1

I'm trying to use Python and NLTK to do text classification on text strings that tend to be only be, on average, 10-20 words in length.

I want to compute word frequencies, and ngrams of size 2-4 and somehow convert those to vectors and use that to build SVN models.

I'm thinking that there might be a very standard NLTK way to do all those things but I'm having trouble finding it.

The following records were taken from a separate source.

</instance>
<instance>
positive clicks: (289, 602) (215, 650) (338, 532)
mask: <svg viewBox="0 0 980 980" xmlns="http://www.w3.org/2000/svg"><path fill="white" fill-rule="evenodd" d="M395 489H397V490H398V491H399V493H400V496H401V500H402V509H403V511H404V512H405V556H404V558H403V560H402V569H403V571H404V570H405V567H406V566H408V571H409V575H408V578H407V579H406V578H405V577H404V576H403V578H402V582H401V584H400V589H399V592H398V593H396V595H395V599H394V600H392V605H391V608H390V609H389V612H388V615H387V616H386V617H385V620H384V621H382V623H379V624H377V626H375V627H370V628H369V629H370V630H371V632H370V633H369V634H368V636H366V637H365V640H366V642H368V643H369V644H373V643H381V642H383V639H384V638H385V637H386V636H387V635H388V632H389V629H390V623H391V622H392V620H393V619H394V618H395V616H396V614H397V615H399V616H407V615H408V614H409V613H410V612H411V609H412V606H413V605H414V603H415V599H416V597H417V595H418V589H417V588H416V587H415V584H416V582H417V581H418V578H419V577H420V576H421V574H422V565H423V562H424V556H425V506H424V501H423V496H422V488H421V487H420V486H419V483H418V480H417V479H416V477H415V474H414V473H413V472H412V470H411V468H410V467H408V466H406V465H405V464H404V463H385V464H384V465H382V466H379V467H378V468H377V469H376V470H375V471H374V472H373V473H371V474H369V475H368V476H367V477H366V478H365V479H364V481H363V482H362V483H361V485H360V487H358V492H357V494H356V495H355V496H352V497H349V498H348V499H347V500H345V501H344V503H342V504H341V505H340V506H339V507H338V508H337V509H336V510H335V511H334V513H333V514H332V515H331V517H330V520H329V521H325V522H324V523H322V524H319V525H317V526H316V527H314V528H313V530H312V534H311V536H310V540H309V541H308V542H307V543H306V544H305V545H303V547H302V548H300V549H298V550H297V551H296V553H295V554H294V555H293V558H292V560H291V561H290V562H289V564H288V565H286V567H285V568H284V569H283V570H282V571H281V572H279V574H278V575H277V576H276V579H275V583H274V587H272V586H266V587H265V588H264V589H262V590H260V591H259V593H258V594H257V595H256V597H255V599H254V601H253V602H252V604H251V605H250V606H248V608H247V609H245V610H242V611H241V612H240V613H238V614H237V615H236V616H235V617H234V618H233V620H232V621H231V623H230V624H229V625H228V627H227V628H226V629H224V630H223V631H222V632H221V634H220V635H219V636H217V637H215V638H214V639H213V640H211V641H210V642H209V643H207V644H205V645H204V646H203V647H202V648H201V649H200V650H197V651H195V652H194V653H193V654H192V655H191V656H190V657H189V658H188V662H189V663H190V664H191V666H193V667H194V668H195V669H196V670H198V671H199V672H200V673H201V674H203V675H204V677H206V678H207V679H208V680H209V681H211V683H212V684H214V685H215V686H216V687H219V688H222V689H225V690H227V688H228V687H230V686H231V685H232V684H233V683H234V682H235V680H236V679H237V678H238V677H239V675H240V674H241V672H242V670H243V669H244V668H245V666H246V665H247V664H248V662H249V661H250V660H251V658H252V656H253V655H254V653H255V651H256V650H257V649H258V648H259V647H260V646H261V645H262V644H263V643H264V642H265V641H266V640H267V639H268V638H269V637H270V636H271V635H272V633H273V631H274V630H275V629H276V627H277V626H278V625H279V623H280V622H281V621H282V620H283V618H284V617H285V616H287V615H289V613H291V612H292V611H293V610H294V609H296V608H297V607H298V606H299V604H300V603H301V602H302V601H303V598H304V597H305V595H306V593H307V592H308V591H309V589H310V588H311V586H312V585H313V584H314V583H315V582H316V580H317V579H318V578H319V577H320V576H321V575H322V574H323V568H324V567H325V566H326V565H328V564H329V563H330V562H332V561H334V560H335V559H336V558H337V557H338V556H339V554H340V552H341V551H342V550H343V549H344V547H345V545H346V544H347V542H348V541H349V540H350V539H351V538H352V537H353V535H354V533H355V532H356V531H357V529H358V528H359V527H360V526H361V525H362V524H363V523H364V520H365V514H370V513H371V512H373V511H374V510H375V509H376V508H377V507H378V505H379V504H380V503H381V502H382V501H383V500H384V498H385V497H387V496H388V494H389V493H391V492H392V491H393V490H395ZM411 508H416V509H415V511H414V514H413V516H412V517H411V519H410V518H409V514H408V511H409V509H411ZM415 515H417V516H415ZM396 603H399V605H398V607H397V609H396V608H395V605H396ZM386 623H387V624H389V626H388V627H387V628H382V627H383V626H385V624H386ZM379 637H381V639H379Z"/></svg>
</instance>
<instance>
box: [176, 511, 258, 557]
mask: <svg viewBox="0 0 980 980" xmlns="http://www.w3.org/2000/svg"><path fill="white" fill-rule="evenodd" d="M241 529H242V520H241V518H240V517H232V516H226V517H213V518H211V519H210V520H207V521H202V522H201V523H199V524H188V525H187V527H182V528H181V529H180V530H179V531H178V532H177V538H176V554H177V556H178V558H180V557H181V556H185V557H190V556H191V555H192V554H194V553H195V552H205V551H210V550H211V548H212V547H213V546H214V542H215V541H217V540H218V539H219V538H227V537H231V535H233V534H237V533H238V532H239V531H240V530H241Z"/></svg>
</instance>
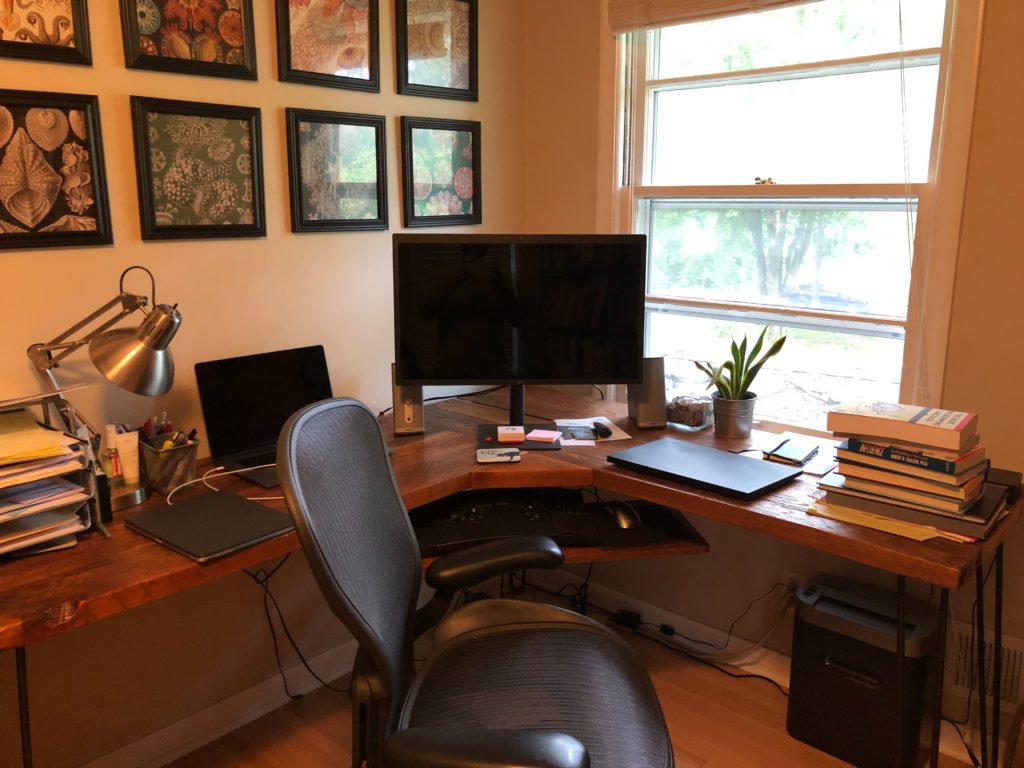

I'm thinking that the standard way might already be smart about such things as stemming the words (so "Important" and "Importance" would be treated as the same word), dropping out punctuation, super common English words, and might implement a clever way to turn these counts into vectors for me. I'm new to text classification and to python and am open to both suggestions about all of this!

Mahfuz
  • 11
  • 2
  • Please check [how to ask question](https://stackoverflow.com/help/how-to-ask) and [Minimal, Complete, and Verifiable example](https://stackoverflow.com/help/mcve) Add your code , what have you tried. – Morse Apr 01 '18 at 00:20

1 Answers1

0

Ok, my first ever attempt answering a stack overflow question...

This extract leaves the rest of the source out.